Note: This article is a sidebar to this issue’s feature story, Did Idaho libel the feds?

SALMON, Idaho – Until a wolf was shot on Gene Hussey’s ranch south of Salmon in January, he was just “Hussey,” a prankster with a sharp tongue who lived without a phone.

Since the wolf’s killing and Hussey’s confrontation with three U.S. Fish and Wildlife Service agents, the bachelor has been besieged by journalists and scrutinized by the public.

Hussey, who met the armed agents with rocks and a steady stream of the “F” word, has become a symbol of the old West. To those who believe ranchers have ruled the range without enough regulation, Hussey represents what’s wrong. For those who believe government is getting too big and too demanding, Hussey is David fighting Goliath.

Hussey has bucked authority for years. At the one-room Iron Creek school where he and his siblings got the better part of their education, he and two other students once disassembled the school bell, then threw the parts into the Salmon River.

When he went to Washington, D.C., for a House subcommittee hearing about his confrontation last spring, he took a rock from his ranch and presented it to Fish and Wildlife Director Mollie Beattie. Next to the power, might and fanfare of the federal government, Hussey said, the rock looked puny even to Beattie.

“I may be a turkey, but I’m not a turkey all the time,” Hussey said. “I like to scare the hell out of them right off. But now I’ve got some of the best friends I have in the government around here.”

Hussey was born on Iron Creek in 1920, four years after his father bought the place. In 1937, three years after the Taylor Grazing Act was passed to control unbridled grazing on public lands, Hussey moved with his family to Oregon where he would stay for 20 years, not counting a stint in World War II.

In 1956, he returned to the ranch at Iron Creek, where he’s lived ever since. While ranching, he nursed his parents through old age.
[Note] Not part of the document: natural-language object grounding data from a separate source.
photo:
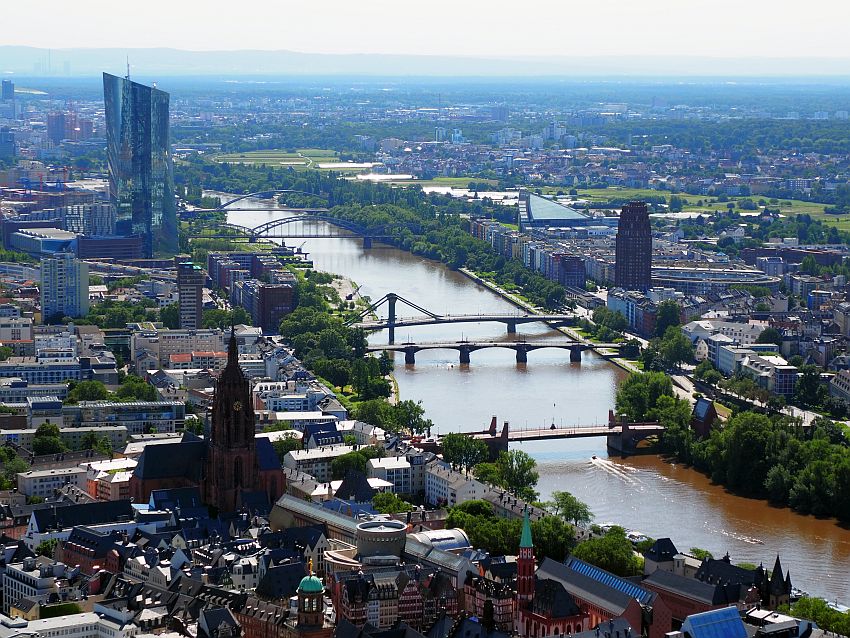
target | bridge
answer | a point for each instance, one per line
(430, 318)
(522, 348)
(258, 195)
(621, 436)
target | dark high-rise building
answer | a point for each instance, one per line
(190, 290)
(141, 180)
(8, 148)
(8, 90)
(633, 265)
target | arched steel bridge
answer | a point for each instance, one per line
(429, 318)
(274, 230)
(262, 195)
(522, 348)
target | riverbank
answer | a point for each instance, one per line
(522, 304)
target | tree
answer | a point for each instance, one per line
(667, 315)
(134, 388)
(463, 451)
(612, 552)
(516, 474)
(570, 508)
(47, 440)
(676, 348)
(770, 335)
(47, 548)
(553, 537)
(284, 445)
(701, 554)
(410, 417)
(389, 503)
(640, 392)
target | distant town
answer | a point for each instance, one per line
(208, 433)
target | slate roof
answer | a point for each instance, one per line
(552, 600)
(83, 514)
(718, 570)
(182, 497)
(281, 581)
(694, 589)
(595, 585)
(662, 551)
(355, 487)
(266, 456)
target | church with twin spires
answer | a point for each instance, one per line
(232, 468)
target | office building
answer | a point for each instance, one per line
(64, 287)
(7, 92)
(633, 256)
(89, 219)
(267, 304)
(190, 289)
(141, 180)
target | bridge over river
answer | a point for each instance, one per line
(621, 437)
(522, 348)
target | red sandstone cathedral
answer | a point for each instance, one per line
(231, 468)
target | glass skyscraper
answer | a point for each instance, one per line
(141, 179)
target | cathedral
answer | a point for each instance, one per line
(231, 468)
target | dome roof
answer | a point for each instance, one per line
(311, 585)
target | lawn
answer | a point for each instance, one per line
(301, 158)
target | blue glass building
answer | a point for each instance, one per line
(141, 178)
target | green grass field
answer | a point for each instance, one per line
(302, 158)
(710, 204)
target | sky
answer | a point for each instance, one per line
(494, 28)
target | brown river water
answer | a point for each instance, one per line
(644, 493)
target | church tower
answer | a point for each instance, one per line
(525, 564)
(231, 466)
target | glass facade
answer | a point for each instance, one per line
(141, 179)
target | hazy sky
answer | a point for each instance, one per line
(724, 28)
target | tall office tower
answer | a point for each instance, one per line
(64, 286)
(141, 179)
(8, 148)
(56, 127)
(190, 289)
(633, 265)
(8, 90)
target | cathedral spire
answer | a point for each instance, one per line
(525, 539)
(232, 349)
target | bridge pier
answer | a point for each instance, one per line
(391, 299)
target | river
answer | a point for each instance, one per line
(642, 492)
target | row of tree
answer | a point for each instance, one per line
(806, 468)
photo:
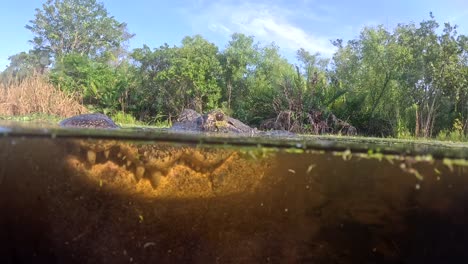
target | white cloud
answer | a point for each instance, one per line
(267, 22)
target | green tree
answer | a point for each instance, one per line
(237, 61)
(81, 27)
(103, 87)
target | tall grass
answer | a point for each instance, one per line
(35, 95)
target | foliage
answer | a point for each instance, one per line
(35, 95)
(101, 85)
(410, 81)
(81, 27)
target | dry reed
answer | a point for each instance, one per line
(36, 95)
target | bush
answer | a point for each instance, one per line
(34, 95)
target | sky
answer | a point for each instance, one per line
(291, 24)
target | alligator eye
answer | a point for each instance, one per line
(219, 116)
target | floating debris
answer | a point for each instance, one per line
(309, 169)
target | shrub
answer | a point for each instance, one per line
(34, 95)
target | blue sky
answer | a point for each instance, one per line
(291, 24)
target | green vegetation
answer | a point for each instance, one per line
(408, 82)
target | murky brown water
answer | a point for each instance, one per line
(67, 199)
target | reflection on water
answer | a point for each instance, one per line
(69, 200)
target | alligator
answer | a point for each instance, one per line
(213, 121)
(189, 120)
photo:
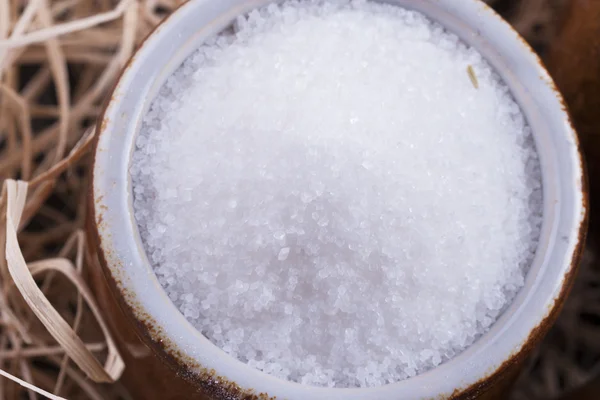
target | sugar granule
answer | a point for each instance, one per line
(326, 196)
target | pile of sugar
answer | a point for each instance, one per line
(326, 196)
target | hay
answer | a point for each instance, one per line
(58, 58)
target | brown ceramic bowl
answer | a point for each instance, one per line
(481, 370)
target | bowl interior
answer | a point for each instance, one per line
(564, 209)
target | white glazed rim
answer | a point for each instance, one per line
(565, 209)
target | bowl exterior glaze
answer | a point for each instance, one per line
(184, 364)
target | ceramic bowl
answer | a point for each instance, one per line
(482, 369)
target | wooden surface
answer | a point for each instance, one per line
(574, 62)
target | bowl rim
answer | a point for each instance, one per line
(221, 381)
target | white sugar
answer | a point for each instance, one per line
(326, 195)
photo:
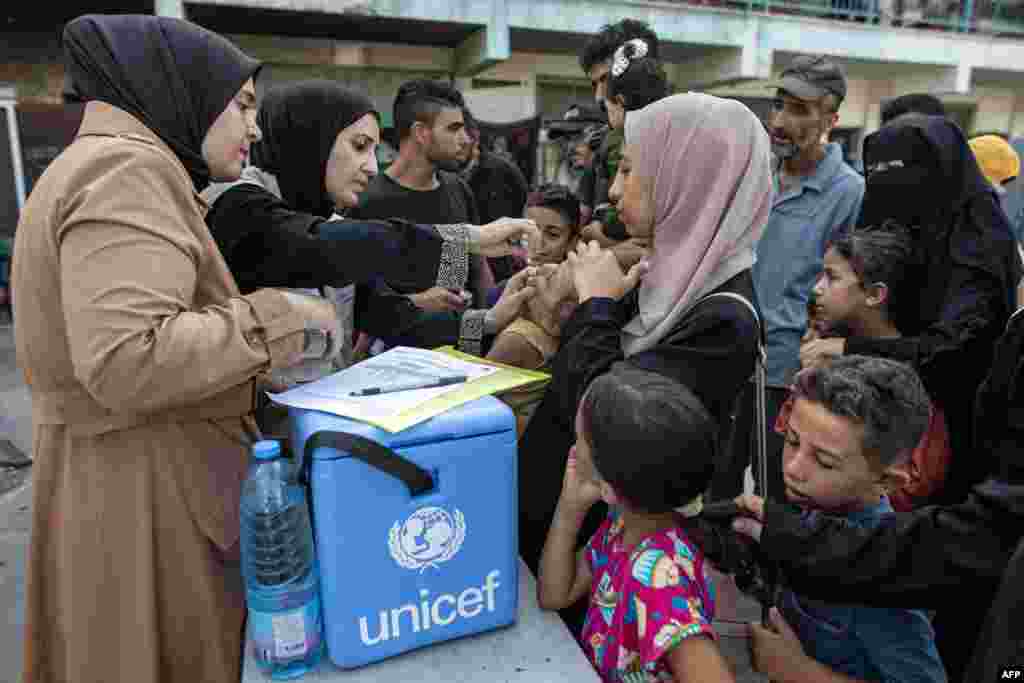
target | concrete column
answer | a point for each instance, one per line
(172, 8)
(8, 96)
(485, 47)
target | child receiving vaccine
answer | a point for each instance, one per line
(864, 275)
(646, 446)
(531, 340)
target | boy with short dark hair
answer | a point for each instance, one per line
(848, 429)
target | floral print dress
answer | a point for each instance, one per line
(644, 601)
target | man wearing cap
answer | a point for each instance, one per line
(996, 160)
(817, 195)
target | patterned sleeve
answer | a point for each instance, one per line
(453, 271)
(669, 600)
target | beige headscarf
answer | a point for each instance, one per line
(709, 162)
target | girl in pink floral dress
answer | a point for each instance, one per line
(644, 445)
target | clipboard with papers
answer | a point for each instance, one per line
(394, 412)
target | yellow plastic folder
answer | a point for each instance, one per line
(506, 379)
(395, 412)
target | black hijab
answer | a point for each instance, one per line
(173, 76)
(300, 122)
(922, 173)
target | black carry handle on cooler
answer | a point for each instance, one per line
(417, 479)
(378, 456)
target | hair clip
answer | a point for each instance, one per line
(627, 52)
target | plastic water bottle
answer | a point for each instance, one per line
(280, 567)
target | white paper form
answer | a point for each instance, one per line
(399, 365)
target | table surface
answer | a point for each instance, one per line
(538, 647)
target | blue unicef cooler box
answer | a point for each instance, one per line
(416, 531)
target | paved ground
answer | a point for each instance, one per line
(15, 494)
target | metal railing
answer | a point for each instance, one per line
(1001, 17)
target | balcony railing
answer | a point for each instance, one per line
(982, 16)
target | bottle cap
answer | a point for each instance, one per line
(267, 450)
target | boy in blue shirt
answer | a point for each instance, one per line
(849, 429)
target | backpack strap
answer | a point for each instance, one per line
(760, 381)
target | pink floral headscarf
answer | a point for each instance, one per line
(709, 162)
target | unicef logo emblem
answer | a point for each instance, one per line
(429, 538)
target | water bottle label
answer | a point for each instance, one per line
(286, 636)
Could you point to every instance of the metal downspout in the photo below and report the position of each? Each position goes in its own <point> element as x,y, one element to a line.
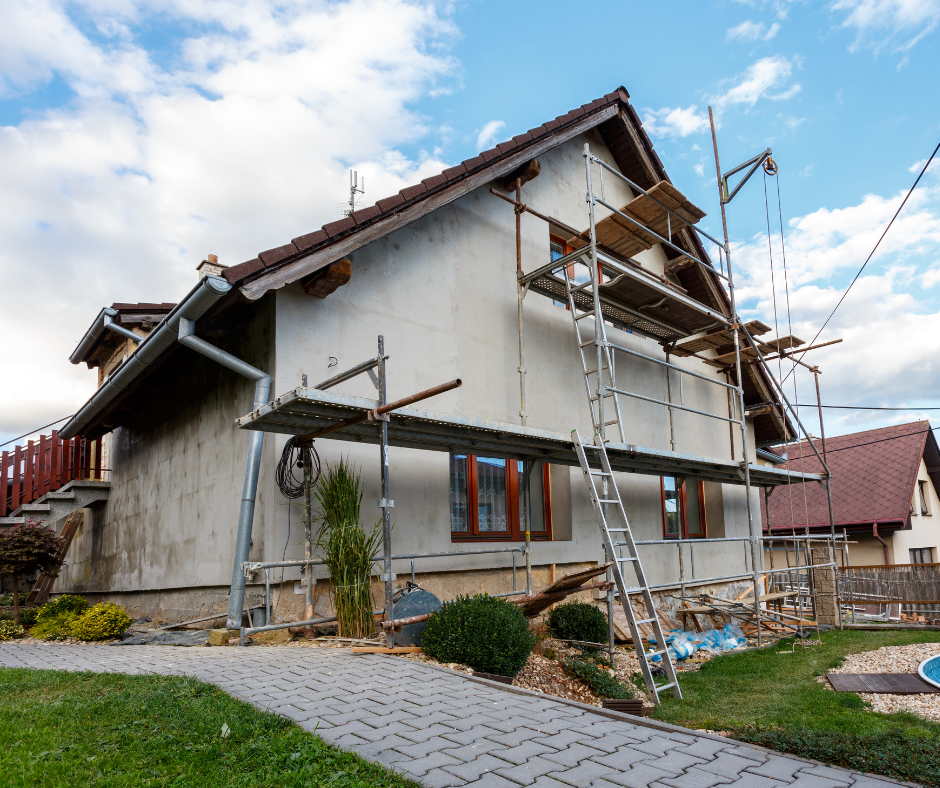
<point>236,602</point>
<point>874,532</point>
Both died in their nineties.

While he has no phone, Hussey is hardly reclusive. Mornings, he may pop in at the Salmon River Coffee Shop where he flirts with the waitresses and ribs other ranchers. Evenings, he’s a regular at high school athletic events.

“Hussey is the kind of guy who, when the wrestling team needs uniforms, the money mysteriously appears for them,” said Lemhi County extension agent Bob Loucks. To fellow rancher Bruce Mulkey, “He’s what this country used to be all about.”

The writer works in Salmon, Idaho.

This article appeared in the print edition of the magazine with the headline Rocks, invective, and generosity.